Fire on the Prairie Protects Communities and Native Species
Kirwin National Wildlife Refuge - 2004
At Kirwin National Wildlife Refuge in rural Kansas , prescribed fire and mechanical removal of trees are the tools of choice for reducing hazardous fuels while restoring native prairies and the grassland birds that depend on them.
As part of its wildland urban interface program to protect nearby communities from potentially damaging wildfire, managers hired a contractor in 2003 to reduce hazardous fuels by cutting and piling non-native Siberian elm, Russian olive, honey locust, black locust and eastern red cedar that have encroached on the prairie. The piles were then burned by refuge personnel. Nine local volunteers regularly help the refuge by cutting some of these trees into firewood. A prison work crew of seven routinely works at the refuge preparing areas for prescribed burns and mechanical treatments.
Dead standing timber is being burned away on other parts of the refuge to enable staff to physically enter the areas to control noxious weeds. In addition to providing safer conditions, fuels reduction results in open areas for sandhill cranes, waterfowl and shorebirds and creates better hunting access. Fire also stunts sprouting cottonwood and willow trees, creating better habitat for the nesting.
The timing of prescribed fires on this refuge is one of the keys to successfully reducing risk, while restoring open, native habitat: Late spring burns promote native warm season grasses by getting rid of the non-native grasses that grow primarily in the cool season. Another success factor is the support the refuge receives from neighboring Quivira NWR, since Kirwin has no fire staff of its own. The Rainwater Basin Wetland Management District in Nebraska also provides essential help, as do the firefighters of two local volunteer fire departments who are the first responders when wildfire strikes the refuge.

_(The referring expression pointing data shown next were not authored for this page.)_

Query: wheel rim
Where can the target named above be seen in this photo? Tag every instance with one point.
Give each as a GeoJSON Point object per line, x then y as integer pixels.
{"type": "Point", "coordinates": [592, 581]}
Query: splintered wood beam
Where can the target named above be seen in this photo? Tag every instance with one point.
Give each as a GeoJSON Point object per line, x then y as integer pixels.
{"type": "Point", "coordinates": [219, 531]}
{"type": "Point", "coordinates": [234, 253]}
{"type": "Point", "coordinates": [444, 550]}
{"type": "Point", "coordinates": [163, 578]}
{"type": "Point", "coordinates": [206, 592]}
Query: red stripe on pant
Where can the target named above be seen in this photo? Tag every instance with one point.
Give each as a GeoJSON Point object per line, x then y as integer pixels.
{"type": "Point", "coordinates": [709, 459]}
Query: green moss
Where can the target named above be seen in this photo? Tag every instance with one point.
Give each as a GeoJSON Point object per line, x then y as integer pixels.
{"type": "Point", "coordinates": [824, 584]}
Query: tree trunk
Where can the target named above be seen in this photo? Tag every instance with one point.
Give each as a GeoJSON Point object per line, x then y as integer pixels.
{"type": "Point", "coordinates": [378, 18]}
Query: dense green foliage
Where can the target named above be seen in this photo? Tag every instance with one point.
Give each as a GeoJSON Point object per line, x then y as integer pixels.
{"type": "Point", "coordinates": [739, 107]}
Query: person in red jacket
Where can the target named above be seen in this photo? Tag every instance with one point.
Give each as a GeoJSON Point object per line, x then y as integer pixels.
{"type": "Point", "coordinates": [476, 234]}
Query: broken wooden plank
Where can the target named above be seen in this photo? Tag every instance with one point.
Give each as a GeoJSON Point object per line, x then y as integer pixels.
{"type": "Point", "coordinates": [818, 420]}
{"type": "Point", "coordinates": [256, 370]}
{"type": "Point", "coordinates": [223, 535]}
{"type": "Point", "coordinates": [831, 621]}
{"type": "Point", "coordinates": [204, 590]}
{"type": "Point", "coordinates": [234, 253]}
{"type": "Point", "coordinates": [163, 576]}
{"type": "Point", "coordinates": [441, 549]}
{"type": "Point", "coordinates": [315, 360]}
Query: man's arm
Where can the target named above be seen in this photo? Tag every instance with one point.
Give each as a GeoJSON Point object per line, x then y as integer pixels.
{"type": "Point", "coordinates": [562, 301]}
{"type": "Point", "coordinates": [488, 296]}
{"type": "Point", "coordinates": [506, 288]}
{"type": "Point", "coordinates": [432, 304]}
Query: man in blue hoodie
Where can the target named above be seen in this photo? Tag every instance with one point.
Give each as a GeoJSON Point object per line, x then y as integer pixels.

While protecting human life and property is the top priority of the refuge's fire program, the U.S. Fish and Wildlife Service is also entrusted by the Congress to protect wildlife communities. Birds such as the greater prairie chicken and dickcissel, among dozens of others, depend on the characteristics of prairies to live and breed successfully. These two species are among dozens of grassland birds across the country that have the dubious distinction of being one of the fastest declining groups of birds in North America, so fire managers at Kirwin carefully protect nearby communities, while strategically improving habitat for its fragile feathered residents.